Aaron Alexis, a Navy veteran who had access to the Yard from his work as a subcontractor of Hewlett Packard with an IT firm called "The Experts," entered the Washington Navy Yard on Monday shooting and killing 12 people before dying in a shootout with law enforcement.
The president, Secretary of State Chuck Hagel, Secretary of the Navy Ray Mabus, and Washington DC Mayor Vincent Gray all offered words of condolence to the families gathered together to mourn their loved ones. "Our country is drowning in a sea of guns," Gray said, and that the violent deaths of men, women and children are a "fact of life that we must stop accepting."
Monday's shooting "ought to be a shock to all of us, it ought to obsess us," Obama said. "It ought to lead to some sort of transformation. That’s what happened in other countries when they experienced similar tragedies." The president cited Great Britain and Australia—two countries that enacted strict gun control after mass shootings. Yet, efforts to expand background checks, or limit the size of gun magazines, after the massacres in Tucson, Ft. Hood, Oak Creek, Aurora, and Newtown, have all failed thanks in part to the lobbying of the National Rifle Association.
"In the US, after the round the clock coverage on cable news, after the heartbreaking interviews with families, after all the speeches, and all the punditry, and the conmmentary, nothing happens," Obama said.
Before the names of the victims were read by Admiral Mark Tidd, Obama laid out some of what was lost in the violence, from the grandchildren left behind to the fact that Sylvia Fraser, one of the victims, loved people so much that she took a second job at Walmart. "These are not statistics," the president said.
The shooting has raised questions about security on military bases, and Hagel announced Wednesday that the Defense Department would review those procedures at bases around the world. There will also be a review into the security clearance process that granted Alexis the credentials to enter the base on the day of the shooting despite repeated incidents that suggested he was unstable.

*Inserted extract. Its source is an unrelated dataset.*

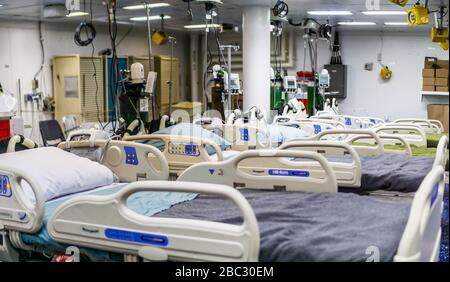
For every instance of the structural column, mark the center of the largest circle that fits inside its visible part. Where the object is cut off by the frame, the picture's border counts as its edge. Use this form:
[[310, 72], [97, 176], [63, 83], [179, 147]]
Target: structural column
[[256, 56]]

There has been virtually no discussion of potential legislation; in addition to the Congress being tied up in the showdown over the budget and a possible government shutdown, the debt ceiling, and defunding the Affordable Care Act, the failure to pass a bill in the wake of the last major mass shooting is still fresh.
Obama said in remarks at a Congressional Black Caucus Foundation event Saturday night that work to reduce violence must continue. “As long as there are those who fight to make it as easy as possible for dangerous people to get their hands on a gun, then we’ve got to work as hard as possible for the sake of our children. We’ve got to be ones who are willing to do more work to make it harder,” he said. No specific plans have yet been suggested.
Wayne LaPierre, executive vice president of the NRA, told David Gregory Sunday on Meet the Press that the shooting could have been prevented or the death toll limited if more individuals on the Navy base had been armed. La Pierre used similar language to what he used when talking about Sandy Hook. “the whole country,” he said, “knows the problem is there weren't enough good guys with guns. When the good guys with guns got there, it stopped.”